Cain reserved some of his most impassioned rhetoric to defend causes dear to social conservatives. Asked about defunding Planned Parenthood, he reminded reporters about the origins of the group. “When Margaret Sanger started Planned Parenthood, the objective was to put these centers in primarily black communities so they could kill black babies before they came into the world. You don’t see that talked about very much,” he said. “It’s not Planned Parenthood: it’s planned genocide.”
He also vowed to “push back” against the left whenever it attacked the core values of America’s Founding Fathers. “Not everybody believes in Judeo-Christian principles,” he said. “But 85 percent of us do.”
Cain vowed extensive reform of a system of government regulation that “is strangling us.” Financial regulatory reform had to include better oversight of Fannie Mae and Freddie Mac. Excluding them from the current efforts, promoted by Congressional Democrats, was “an insult to the American people.”

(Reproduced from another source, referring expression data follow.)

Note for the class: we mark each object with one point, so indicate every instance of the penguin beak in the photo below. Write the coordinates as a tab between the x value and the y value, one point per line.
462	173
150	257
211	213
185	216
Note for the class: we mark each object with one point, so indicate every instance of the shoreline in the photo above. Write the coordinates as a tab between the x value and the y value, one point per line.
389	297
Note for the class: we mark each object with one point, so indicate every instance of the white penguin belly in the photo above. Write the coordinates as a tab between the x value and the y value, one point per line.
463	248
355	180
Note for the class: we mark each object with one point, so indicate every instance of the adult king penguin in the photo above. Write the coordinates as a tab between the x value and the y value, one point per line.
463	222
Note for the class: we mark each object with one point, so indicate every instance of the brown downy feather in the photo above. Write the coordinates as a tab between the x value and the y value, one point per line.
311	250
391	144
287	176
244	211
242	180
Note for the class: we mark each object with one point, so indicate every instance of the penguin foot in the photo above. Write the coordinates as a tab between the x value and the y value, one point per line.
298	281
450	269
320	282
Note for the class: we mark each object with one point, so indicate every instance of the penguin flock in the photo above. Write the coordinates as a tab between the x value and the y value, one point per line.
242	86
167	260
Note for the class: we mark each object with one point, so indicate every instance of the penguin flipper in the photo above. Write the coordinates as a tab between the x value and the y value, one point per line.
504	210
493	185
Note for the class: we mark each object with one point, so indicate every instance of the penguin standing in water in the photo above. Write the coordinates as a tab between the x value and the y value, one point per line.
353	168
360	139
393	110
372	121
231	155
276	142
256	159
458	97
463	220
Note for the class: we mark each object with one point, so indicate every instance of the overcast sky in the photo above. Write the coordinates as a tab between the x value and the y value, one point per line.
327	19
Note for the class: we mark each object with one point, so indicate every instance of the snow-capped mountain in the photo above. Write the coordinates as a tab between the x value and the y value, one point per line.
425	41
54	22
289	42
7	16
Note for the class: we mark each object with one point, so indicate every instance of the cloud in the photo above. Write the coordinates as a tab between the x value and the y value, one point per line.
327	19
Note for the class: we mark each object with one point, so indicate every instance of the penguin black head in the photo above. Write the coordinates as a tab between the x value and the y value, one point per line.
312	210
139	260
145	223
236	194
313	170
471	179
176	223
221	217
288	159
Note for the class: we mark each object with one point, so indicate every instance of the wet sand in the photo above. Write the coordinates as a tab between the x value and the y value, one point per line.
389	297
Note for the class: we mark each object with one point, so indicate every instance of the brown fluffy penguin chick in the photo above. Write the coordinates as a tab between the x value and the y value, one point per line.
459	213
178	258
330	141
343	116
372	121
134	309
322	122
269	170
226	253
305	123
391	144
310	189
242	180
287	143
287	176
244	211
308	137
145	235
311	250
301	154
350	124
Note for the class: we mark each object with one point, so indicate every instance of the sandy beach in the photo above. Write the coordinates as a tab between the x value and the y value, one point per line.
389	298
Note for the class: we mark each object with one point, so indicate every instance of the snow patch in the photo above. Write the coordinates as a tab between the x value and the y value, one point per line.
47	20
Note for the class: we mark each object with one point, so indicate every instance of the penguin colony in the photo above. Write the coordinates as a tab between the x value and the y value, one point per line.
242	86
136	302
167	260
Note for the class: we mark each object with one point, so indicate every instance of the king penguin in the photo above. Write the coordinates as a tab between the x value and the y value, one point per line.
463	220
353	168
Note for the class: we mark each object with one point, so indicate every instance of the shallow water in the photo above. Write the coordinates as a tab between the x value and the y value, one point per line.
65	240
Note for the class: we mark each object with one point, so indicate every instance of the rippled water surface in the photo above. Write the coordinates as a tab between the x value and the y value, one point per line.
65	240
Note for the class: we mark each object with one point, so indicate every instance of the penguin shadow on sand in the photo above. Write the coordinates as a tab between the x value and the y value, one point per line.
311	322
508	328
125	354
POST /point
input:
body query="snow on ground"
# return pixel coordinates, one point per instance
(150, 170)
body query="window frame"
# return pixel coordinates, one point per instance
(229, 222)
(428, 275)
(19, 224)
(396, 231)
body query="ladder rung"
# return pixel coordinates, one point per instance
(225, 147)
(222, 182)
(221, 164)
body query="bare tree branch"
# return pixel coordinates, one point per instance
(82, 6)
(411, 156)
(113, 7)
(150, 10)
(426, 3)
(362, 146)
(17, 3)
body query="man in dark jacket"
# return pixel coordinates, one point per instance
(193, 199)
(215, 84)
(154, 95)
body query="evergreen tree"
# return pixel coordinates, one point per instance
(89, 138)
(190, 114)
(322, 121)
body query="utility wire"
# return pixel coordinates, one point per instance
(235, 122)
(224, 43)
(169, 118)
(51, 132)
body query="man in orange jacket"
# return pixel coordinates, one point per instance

Next, he said he would ask oil companies how to drill responsibly in the outer continental shelf, and coal companies how to bring more clean coal to market: “We have more coal here in the United States than in the rest of the world. So how much sense does it make for us to shut down the coal industry and put them out of business, especially with all the clean coal technology out there."
Newsmax asked Cain how he planned to pull off a long-shot bid to win the GOP nomination. “It’s all in the ground game,” he said, resorting to a football metaphor. He said he planned to travel around the country, speaking to local groups and giving interviews, to get his message out and win support.

“The mainstream media is going to have to start covering me, because there’s going to be such a groundswell. That’s how we’re going to win it,” he said.